When we initially planned this out, Bratislava wasn't on the list, but several airline searches later and glances at our bank balance made the city the perfect place to fly into (I mean you cant really argue with £20 flights can you?). I didn't really know anything about the country, its history or what to expect.
After speaking to some lovely Slovaks we were on our way to the city centre on a bus. We were told it would be best to go to the train station with our bags as we could leave them there, and obviously we were filled with anticipation when the woman helping us said "brace yourself, this is it" in a blatant attempt at sarcasm. She had a point - if you are looking for beauty then best not to start with the train station. However, that said we dropped off our bag and headed into town to see what Bratislava could offer us.

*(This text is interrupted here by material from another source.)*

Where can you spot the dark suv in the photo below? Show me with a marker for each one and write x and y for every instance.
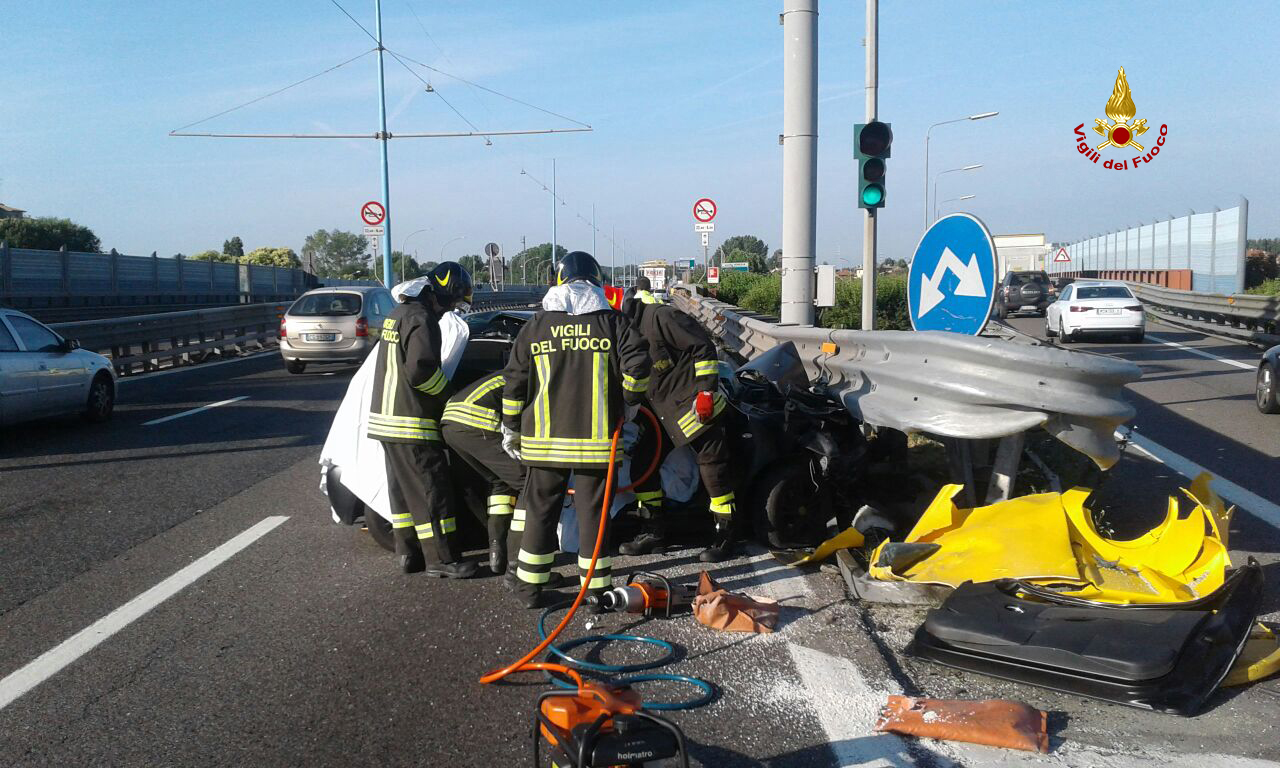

After wondering around the buildings and looking for any inspiration we were getting a little bit worried as nothing was 'popping' out at us. Regardless we trekked on and came across two of the best things that Bratislava has to offer. Apparently the 'most sexist' bar... but that's another story entirely...
Old Town
This was by far the most beautiful part of the city, with the old buildings all clumped together overlooked by the Castle and St. Martin's Cathedral. We spent a good hour wandering around looking at the old houses and walking down the cobbled streets. After trekking up to the top of the hill to see the castle to look at the view we really had the feeling that we were finally in Eastern Europe. The holiday had begun and my camera was whipped out - admittedly maybe I took too many pictures but the ones I don't have on here will find there way to my instagram so have a look if you want any inspiration as to why you shouldn't give this little city a miss.
Slavin
This was by far one of the most eeriest things that I have ever seen, initially it wasn't something that was on our to do list but as it looked so imposing on a hill just on the outskirts on the city - what choice did we have but to make our way up there and see what it was all about. Knowing a bit about the history of Slovakia I thought that it was something to do with the communism which Stalin had enforced on the country - but I didn't expect to be right. The 'Ode to Stalin' as my travel buddy called it is huge and very imposing, standing over a graveyard full of the graves of Russian soldiers who fought against the invading Nazi's. All the writing is in Russian, and the propaganda used is still in full force - you find yourself almost transported back to that time, with statues of young and helpless Slovaks being looked after by the Soviet Soldiers. I can't really explain it but there is an air which sits over the monument, and you can understand the power that Stalin had over people. If you ever find yourself in Bratislava it might be worth reading up a bit more on the history of the place and definitely don't give this a miss.
Since this was a fleeting visit, with us rushing to catch the train to Vienna before nightfall, we tried to fit everything in and I am pretty certain we did. Anyone looking to travel to Bratislava, I did it in an afternoon so you will probably be able to as well.